A spokesman for New Zealand’s Free Speech Coalition, lawyer Stephen Franks, denounced the ban as “a completely improper use of the censorship powers.” It called for “each citizen” to be allowed “to engage, hear, read, and reject evil for themselves.” A few journalists have also objected to the ban. The Green Party, which is part of the coalition government, has remained silent, as have the pseudo-left organisations.
Most media commentators praised Shanks’ decision. An editorial in the Christchurch Press rejected the argument that the ban “stifles debate about the gunman, his motives and how future bad actors can be stopped.” It declared: “The debate is not worse because we can no longer possess or distribute the document. Its contents are well enough understood by the public.”

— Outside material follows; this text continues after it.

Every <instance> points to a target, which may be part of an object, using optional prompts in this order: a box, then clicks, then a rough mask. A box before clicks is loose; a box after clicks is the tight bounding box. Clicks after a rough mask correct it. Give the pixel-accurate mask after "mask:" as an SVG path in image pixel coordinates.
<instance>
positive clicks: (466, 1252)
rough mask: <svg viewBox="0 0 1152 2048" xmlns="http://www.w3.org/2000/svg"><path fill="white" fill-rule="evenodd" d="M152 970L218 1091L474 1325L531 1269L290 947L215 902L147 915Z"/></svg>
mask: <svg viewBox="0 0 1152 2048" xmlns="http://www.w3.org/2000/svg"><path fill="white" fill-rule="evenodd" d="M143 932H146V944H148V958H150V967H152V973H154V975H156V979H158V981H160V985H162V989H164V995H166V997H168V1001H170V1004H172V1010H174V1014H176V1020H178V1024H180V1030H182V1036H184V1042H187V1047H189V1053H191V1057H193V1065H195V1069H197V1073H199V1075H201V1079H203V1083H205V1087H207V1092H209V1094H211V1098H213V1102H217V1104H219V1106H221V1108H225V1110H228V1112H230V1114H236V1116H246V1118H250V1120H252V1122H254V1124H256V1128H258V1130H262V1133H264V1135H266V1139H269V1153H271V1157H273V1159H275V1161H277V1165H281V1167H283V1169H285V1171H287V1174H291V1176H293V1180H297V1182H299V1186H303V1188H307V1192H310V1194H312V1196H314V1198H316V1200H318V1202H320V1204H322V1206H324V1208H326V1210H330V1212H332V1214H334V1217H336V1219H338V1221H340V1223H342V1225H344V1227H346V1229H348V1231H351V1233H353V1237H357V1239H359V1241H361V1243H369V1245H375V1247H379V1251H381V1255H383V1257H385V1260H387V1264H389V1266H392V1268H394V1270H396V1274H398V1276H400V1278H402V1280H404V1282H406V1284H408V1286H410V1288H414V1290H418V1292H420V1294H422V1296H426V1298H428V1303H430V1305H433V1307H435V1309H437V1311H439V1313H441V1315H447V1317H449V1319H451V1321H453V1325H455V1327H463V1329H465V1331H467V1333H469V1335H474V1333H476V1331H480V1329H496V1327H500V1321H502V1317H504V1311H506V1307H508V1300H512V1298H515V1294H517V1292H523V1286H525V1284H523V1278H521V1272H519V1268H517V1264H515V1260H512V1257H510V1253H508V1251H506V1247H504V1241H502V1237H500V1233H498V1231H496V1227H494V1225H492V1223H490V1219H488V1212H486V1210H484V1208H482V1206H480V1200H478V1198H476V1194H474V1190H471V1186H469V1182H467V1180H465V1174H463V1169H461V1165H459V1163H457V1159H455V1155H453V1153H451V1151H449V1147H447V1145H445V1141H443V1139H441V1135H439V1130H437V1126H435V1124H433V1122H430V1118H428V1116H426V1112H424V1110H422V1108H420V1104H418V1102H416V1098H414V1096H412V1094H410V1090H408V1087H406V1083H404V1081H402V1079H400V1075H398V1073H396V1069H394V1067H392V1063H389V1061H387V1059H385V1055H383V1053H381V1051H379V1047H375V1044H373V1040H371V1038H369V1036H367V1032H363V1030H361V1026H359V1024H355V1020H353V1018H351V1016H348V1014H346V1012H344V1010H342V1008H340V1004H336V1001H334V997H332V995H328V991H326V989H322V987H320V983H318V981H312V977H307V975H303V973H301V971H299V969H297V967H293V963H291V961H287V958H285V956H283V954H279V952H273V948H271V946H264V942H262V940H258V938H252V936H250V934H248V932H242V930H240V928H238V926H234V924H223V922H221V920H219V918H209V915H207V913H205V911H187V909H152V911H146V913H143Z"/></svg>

This is completely false. In fact, the media has played a major role in covering up the significance of the manifesto. The document, for example, makes clear that Tarrant is a highly-conscious fascist, sympathetic to certain far-right politicians and with international connections to many nationalist groups. He is not a “lone wolf,” as is asserted by the government and much of the media.
The manifesto also reveals Tarrant’s sympathy for the military and police and states that hundreds of thousands of people in the European armed forces are in nationalist groups. This passage, which raises extremely serious questions about whether Tarrant had any assistance from members of these state agencies, has received no attention in the New Zealand or Australian media. Fascist groups have been allowed to flourish in both countries unhindered by police and intelligence agencies, which ignored repeated warnings of neo-Nazi violence in the years leading up to Tarrant’s attack.

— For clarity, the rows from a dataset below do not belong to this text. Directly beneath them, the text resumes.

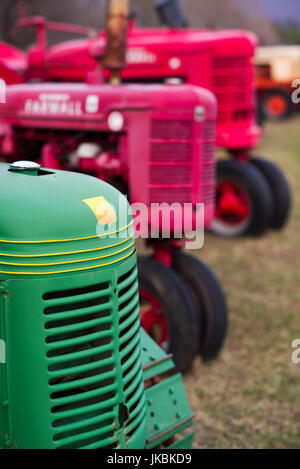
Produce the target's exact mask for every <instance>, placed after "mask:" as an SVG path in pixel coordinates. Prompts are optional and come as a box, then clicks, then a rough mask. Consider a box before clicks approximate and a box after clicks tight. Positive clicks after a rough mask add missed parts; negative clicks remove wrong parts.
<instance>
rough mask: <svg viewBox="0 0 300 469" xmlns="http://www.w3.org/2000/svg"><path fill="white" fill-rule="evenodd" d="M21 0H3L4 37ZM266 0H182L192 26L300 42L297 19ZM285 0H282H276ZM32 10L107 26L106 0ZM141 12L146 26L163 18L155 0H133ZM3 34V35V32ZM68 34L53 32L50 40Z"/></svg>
mask: <svg viewBox="0 0 300 469" xmlns="http://www.w3.org/2000/svg"><path fill="white" fill-rule="evenodd" d="M17 1H18V0H1V2H0V20H1V24H2V28H0V37H1V38H2V39H4V37H3V36H4V35H5V34H4V31H5V29H7V28H8V27H9V26H10V25H12V24H14V23H15V22H16V19H17V16H18V15H17V12H16V10H17V6H16V5H17ZM21 1H22V0H21ZM264 1H265V0H181V3H182V6H183V8H184V10H185V13H186V15H187V17H188V19H189V21H190V25H191V26H192V27H199V28H216V29H220V28H237V29H247V30H251V31H254V32H255V33H256V34H257V35H258V36H259V38H260V41H261V43H262V44H278V43H279V42H286V43H300V28H299V25H298V24H297V23H296V22H295V23H294V22H291V21H288V22H285V23H284V22H282V23H279V24H275V23H273V22H272V20H271V19H269V18H268V16H267V15H266V11H265V10H264ZM276 1H280V2H281V1H282V0H275V1H274V4H275V3H276ZM297 1H298V0H297ZM23 2H24V3H27V6H28V13H29V14H39V15H42V16H46V17H47V18H49V19H51V20H55V21H65V22H70V23H77V24H82V25H87V26H92V27H98V28H99V27H100V28H101V27H103V24H104V15H105V4H106V0H60V1H59V2H49V0H23ZM131 3H132V6H133V8H134V9H135V10H136V12H137V22H138V24H140V25H142V26H157V25H159V20H158V18H157V15H156V13H155V10H154V0H131ZM1 34H2V36H1ZM64 38H65V36H64V35H62V34H57V33H55V34H50V42H51V43H52V42H56V41H59V40H63V39H64Z"/></svg>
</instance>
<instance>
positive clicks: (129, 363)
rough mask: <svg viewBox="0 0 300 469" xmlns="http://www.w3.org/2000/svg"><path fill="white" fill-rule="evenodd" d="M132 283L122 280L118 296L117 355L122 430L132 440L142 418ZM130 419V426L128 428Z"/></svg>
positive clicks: (127, 281) (135, 289)
mask: <svg viewBox="0 0 300 469" xmlns="http://www.w3.org/2000/svg"><path fill="white" fill-rule="evenodd" d="M133 280H134V279H133V278H132V275H129V276H128V277H127V278H126V279H122V283H121V285H120V286H119V294H118V301H119V342H120V346H119V354H120V358H121V364H122V369H123V375H122V376H123V393H124V396H125V405H126V407H127V409H128V411H129V416H128V420H127V422H126V429H125V431H124V435H125V438H127V439H129V438H131V437H132V435H133V433H134V431H137V429H138V428H139V427H140V425H141V424H142V422H143V421H144V419H145V415H146V403H145V395H144V379H143V371H142V360H141V344H140V336H139V334H138V331H139V330H140V317H139V292H138V283H137V282H134V283H133ZM120 287H121V288H120ZM140 389H141V390H142V392H141V393H140V392H139V391H140ZM132 393H134V394H132ZM133 420H134V427H132V422H133Z"/></svg>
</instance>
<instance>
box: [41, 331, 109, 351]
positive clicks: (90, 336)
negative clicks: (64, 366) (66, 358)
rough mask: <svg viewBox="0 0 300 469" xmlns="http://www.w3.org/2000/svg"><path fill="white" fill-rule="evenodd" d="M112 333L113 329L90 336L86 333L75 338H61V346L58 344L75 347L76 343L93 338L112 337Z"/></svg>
mask: <svg viewBox="0 0 300 469" xmlns="http://www.w3.org/2000/svg"><path fill="white" fill-rule="evenodd" d="M112 335H113V331H112V330H111V331H103V332H94V333H91V334H89V335H88V337H87V336H86V335H85V336H83V337H76V338H74V339H66V340H60V341H59V347H58V346H57V348H63V347H74V346H76V345H83V344H88V343H89V342H90V341H92V340H97V339H98V340H99V339H102V338H107V337H110V338H112ZM49 346H51V344H48V347H49ZM49 348H50V347H49ZM52 348H53V346H52Z"/></svg>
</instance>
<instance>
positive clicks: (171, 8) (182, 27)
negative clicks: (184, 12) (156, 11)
mask: <svg viewBox="0 0 300 469" xmlns="http://www.w3.org/2000/svg"><path fill="white" fill-rule="evenodd" d="M155 7H156V10H157V12H158V16H159V18H160V21H161V22H162V23H163V24H164V25H165V26H168V27H169V28H188V27H189V22H188V20H187V18H186V17H185V15H184V13H183V10H182V7H181V4H180V1H179V0H156V3H155Z"/></svg>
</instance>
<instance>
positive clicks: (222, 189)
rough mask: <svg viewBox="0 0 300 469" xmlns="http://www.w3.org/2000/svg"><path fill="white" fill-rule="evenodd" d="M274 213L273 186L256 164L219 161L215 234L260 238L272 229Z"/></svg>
mask: <svg viewBox="0 0 300 469" xmlns="http://www.w3.org/2000/svg"><path fill="white" fill-rule="evenodd" d="M272 213H273V199H272V193H271V189H270V186H269V184H268V182H267V180H266V179H265V177H264V176H263V175H262V173H261V172H260V171H259V170H258V169H257V168H256V167H255V166H254V165H250V164H248V163H242V162H239V161H235V160H222V161H219V162H218V166H217V188H216V214H215V219H214V223H213V228H212V231H213V232H214V233H215V234H217V235H219V236H223V237H228V238H234V237H239V236H244V235H251V236H260V235H262V234H263V233H264V232H265V231H266V229H267V228H268V227H269V225H270V217H271V215H272Z"/></svg>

There has been complete silence in the media about Tarrant’s threats against Marxists and communists, which underscore that fascism is a tool used by the bourgeoisie to crush the working class, especially its most conscious, socialist elements. The suppression of the manifesto is intended to cover up the fact that, although fascism is not yet a mass movement, as workers and young people come into struggle against austerity and war, the capitalist class will increasingly turn to fascist forces in an attempt to defend its rule.